A basic seed-chain-extend aligner with linear-gap cost chaining and quadratic time extension for experiments. This is the tool used for our paper "Seed-chain-extend alignment is accurate and runs in close to1 O(m log n) time for similar sequences: a rigorous average-case analysis" for aligning nanopore reads to references.
Also included in this repository are the scripts for generating our figures.
git clone https://github.com/bluenote-1577/sce-aligner
cd sce-aligner
cargo build --release
./target/release/sce_aligner -h
To use the aligner on real sequences, do
./target/release/sce_aligner reference.fa query.fastq
The output will look like
extension_time chaining_time read_length aligned_fraction read_name
for each read.
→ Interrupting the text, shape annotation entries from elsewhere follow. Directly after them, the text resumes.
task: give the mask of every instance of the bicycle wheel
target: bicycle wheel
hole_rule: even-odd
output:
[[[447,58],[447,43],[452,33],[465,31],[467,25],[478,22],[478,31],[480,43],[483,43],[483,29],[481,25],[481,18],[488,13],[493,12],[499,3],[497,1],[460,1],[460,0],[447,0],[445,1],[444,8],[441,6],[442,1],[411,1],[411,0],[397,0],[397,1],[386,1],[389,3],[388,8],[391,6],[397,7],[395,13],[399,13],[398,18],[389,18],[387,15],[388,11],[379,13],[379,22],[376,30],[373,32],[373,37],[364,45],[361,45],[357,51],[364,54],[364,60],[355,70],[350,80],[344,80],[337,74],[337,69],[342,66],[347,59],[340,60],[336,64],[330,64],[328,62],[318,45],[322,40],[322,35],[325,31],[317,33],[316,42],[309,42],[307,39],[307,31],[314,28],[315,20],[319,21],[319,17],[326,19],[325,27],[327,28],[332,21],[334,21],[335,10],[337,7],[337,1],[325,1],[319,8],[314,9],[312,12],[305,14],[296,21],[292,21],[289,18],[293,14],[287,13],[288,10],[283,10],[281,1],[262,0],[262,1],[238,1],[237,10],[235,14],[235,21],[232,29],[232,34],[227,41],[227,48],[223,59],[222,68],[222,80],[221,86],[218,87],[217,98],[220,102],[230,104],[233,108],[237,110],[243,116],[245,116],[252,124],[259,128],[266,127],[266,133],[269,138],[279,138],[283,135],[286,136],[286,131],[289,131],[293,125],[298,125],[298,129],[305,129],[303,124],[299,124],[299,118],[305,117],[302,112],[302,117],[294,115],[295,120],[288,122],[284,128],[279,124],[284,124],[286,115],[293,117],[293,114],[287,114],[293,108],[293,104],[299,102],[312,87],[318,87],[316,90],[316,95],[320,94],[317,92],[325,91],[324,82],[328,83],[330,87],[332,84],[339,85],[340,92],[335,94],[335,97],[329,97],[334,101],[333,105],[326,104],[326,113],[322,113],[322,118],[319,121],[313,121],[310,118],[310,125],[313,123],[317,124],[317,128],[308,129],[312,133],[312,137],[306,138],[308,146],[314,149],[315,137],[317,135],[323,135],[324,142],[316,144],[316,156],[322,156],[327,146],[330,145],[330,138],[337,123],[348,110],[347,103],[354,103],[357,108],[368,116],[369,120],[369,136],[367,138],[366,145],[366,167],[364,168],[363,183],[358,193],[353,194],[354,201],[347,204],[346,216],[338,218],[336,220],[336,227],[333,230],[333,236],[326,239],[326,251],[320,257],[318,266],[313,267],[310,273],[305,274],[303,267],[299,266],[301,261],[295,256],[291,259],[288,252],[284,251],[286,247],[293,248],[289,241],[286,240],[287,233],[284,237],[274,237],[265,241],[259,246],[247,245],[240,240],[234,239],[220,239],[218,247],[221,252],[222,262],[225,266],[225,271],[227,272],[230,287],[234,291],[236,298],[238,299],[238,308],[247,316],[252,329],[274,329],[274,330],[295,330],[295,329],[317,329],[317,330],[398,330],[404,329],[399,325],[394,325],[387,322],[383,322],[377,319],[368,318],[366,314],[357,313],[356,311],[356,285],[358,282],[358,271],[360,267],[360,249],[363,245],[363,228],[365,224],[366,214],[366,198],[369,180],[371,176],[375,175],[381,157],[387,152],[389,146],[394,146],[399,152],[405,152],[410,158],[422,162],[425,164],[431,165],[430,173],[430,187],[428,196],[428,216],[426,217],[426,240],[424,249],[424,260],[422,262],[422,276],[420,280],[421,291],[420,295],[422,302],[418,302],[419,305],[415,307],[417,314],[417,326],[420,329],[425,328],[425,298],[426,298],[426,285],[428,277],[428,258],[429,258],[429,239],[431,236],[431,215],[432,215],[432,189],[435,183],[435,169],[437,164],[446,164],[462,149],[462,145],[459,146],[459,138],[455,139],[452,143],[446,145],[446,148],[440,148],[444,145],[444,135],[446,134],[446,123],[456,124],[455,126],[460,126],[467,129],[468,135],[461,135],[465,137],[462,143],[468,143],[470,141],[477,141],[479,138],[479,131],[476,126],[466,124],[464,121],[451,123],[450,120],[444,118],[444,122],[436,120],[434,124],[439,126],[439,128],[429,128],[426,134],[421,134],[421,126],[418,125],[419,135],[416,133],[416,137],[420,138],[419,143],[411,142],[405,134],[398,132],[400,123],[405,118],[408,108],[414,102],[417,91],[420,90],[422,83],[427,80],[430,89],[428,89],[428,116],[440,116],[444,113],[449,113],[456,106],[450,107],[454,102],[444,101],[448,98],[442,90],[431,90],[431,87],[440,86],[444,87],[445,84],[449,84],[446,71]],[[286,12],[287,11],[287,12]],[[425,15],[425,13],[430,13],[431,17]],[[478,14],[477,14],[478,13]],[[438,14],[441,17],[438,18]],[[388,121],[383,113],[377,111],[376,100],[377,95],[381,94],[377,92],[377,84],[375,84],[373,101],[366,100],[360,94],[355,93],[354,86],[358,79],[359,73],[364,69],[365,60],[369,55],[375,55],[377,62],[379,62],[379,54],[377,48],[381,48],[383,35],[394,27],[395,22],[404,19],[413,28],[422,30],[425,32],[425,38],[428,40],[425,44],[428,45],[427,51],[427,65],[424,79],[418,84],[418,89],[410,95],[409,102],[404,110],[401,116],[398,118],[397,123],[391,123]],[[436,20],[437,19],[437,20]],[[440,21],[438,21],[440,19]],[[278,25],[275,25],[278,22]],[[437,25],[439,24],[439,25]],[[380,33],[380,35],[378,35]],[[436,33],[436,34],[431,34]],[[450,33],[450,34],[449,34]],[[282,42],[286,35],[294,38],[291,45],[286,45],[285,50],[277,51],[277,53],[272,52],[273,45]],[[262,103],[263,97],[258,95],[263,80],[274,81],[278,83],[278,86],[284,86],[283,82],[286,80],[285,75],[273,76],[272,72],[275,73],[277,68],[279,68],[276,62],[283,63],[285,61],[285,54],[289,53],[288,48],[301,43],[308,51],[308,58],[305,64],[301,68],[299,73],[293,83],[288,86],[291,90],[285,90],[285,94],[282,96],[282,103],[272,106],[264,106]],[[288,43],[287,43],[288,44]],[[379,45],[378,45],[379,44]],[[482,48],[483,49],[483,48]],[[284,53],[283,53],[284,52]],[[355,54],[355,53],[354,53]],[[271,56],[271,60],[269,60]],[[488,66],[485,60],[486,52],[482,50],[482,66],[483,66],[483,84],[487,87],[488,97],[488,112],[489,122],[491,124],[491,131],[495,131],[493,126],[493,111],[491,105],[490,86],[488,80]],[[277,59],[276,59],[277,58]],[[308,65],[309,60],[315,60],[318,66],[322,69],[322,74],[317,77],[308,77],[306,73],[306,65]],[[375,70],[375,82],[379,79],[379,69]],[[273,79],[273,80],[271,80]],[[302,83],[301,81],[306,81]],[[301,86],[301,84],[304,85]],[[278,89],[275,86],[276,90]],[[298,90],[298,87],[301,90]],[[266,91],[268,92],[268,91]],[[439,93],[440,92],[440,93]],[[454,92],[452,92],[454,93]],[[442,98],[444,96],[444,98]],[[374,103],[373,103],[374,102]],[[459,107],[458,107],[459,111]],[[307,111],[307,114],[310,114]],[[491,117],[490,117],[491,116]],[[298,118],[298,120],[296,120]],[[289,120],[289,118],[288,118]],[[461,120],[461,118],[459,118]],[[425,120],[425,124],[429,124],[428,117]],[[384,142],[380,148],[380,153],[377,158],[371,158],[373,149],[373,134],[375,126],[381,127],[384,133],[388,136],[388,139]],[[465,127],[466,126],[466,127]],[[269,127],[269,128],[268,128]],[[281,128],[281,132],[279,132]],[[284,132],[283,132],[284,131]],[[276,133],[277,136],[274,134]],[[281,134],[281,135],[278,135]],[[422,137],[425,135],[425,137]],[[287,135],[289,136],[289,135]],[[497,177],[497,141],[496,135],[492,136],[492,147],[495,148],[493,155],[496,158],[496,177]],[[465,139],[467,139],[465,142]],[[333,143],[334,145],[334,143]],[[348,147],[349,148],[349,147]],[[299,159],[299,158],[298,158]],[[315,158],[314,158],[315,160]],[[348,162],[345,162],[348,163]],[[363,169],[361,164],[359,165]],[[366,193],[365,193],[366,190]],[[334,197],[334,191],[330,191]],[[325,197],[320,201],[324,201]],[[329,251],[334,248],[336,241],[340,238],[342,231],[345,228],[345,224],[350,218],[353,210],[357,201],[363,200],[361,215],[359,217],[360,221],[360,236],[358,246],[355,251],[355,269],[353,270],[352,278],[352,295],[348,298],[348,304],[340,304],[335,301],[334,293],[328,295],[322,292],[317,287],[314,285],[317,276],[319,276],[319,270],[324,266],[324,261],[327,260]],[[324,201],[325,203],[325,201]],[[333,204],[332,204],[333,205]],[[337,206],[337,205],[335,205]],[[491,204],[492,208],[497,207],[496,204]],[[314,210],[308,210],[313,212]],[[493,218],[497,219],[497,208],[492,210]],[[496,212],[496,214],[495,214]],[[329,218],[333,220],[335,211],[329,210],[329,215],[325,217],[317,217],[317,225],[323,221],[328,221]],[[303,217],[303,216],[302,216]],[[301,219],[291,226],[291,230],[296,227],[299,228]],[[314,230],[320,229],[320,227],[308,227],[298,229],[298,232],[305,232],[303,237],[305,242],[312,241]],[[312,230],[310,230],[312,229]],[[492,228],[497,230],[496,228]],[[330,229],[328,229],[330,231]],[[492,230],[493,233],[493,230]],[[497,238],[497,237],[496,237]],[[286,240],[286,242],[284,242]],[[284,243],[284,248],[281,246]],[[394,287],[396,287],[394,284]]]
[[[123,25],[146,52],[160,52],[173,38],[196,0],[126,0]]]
The extension time and chaining time will be -1 if the aligned_fraction is less than 90%. It will be -2 if there is a large gap in the chaining (> 10kb). it will be -3 if there are too many anchors.
This script takes in a list of sam files and outputs reads that have gap-compressed identity close to 95%.
This script plots the extension and chaining times. Preprocessed results from sce_aligner are already present in this folder, so it can be run without regenerating intermediate files.
To regenerate the intermediate files, do sce_aligner human_ref.fa human_reads.fastq > human_results.txt
etc. The reads and references used in our study can be found
in the supplementary table of our paper.
This script plots the aligned fraction as a function of read length.